En estricto sentido legal, Humberto Moreira fue detenido bajo la presunción de culpabilidad en un delito. Como proceso que respeta las garantías procesales y derechos humanos de los detenidos, se tiene que someter a la consideración de un juez la calificación de detención o de los delitos que se imputan. No hay que olvidar la importancia de la presunción de inocencia.

Ahora las voces se callan. Resulta que Moreira ha salido libre, en una primera instancia procesal exonerado de los delitos que se le imputan. El juez que escuchó los alegatos de los representantes legales de la Fiscalía Anticorrupción sin poder acreditar fehacientemente y más allá de la duda razonable las evidencias del delito.

Por lo cual, fue excarcelado, aunque por proceso judicial español la investigación continuará. Como medida precautoria se le prohibió salir del país, por lo cual se le fue retirado el pasaporte.
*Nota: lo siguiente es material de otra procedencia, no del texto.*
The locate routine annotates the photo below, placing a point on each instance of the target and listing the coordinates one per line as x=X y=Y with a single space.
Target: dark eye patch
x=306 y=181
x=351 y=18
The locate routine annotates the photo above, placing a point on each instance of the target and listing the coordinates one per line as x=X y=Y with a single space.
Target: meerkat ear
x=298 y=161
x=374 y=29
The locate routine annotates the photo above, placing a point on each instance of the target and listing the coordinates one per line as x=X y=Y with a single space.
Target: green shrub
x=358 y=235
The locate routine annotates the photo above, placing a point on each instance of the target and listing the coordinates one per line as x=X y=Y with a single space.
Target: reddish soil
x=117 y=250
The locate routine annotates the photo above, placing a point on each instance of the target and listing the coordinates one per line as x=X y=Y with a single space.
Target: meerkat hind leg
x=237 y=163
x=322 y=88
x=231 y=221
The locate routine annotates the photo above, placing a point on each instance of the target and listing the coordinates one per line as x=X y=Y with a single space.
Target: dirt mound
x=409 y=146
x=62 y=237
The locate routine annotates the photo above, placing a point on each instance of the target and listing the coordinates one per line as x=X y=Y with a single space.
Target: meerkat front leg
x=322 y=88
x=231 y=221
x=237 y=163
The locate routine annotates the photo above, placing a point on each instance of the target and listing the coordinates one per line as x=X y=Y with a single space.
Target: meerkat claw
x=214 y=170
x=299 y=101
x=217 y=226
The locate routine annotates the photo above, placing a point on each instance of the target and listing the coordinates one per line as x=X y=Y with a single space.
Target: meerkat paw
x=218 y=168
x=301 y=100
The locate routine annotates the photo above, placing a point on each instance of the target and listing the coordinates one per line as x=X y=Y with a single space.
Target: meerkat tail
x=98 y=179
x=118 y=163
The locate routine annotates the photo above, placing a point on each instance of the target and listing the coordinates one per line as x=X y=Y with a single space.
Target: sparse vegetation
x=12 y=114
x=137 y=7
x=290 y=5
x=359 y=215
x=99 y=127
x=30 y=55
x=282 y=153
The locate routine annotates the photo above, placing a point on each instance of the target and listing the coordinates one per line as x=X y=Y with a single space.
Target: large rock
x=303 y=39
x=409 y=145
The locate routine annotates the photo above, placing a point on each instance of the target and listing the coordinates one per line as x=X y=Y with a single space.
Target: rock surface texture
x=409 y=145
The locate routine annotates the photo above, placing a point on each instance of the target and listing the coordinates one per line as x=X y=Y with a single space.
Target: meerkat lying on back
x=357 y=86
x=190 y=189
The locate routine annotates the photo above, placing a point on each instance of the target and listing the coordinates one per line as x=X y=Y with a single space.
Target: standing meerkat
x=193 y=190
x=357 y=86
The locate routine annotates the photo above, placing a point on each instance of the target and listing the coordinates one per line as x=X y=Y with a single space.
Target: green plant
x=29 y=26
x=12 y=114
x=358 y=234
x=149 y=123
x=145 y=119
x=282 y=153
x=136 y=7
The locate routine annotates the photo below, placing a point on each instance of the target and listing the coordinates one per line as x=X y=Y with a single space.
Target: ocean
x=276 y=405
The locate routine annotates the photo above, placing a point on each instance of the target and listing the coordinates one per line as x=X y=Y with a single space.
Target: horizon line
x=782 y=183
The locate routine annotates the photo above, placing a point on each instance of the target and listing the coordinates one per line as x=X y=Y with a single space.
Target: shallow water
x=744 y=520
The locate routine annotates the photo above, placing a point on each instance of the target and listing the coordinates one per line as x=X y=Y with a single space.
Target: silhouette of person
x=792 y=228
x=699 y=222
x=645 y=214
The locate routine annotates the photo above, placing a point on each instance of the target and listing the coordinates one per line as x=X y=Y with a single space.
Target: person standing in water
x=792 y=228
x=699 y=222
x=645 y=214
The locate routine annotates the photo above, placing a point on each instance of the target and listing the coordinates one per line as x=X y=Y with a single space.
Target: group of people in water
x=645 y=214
Pero es un hecho que la decisión del juez español da un respiro legal al no poderse ajustar las conductas a los supuestos jurídicos del delito que se le imputa.

Ahora que tendría que decir los críticos. ¿Qué la capacidad del sistema político PRI alcanza también para comprar a la justicia española? ¿Qué así como acusan de corrupción en México, la península ibérica igualmente es igual o más corrupta que la nuestra?

En la aplicación de la justicia no debe privar las especulaciones o percepciones. En un Estado de Derecho se debe contar con elementos objetivos en los procesos penales, que por pruebas evidentes y fehacientes se puedan acreditar las conductas delictivas. Para eso están los procesos, procedimientos e instancias legales que deben cumplir conforme a las legislaciones correspondientes como desarrollar el proceso mismo.

Aunque es igualmente claro que así como no se le ha encontrado evidencia de delito alguno, en la medida que avance la investigación se espera que la Fiscalía española que hoy acusa se aplique más, y por consecuencia, pueda presentar una acusación más fundamentada y motivada. En ese caso, Humberto Moreira tendrá que responder ante la justicia española de lo que se le acuse.

Pero también está la alternativa que no se le pueda presentar las evidencias contundentes, y por lo cual, el caso termine sobreseído recuperando por completo la libertad.

Pero el mexicano que ya lo ha condenado por la percepción, no quedará contento. A lo mejor culpará y empezará a desconfiar de todo, hasta de la justicia española y del mundo entero.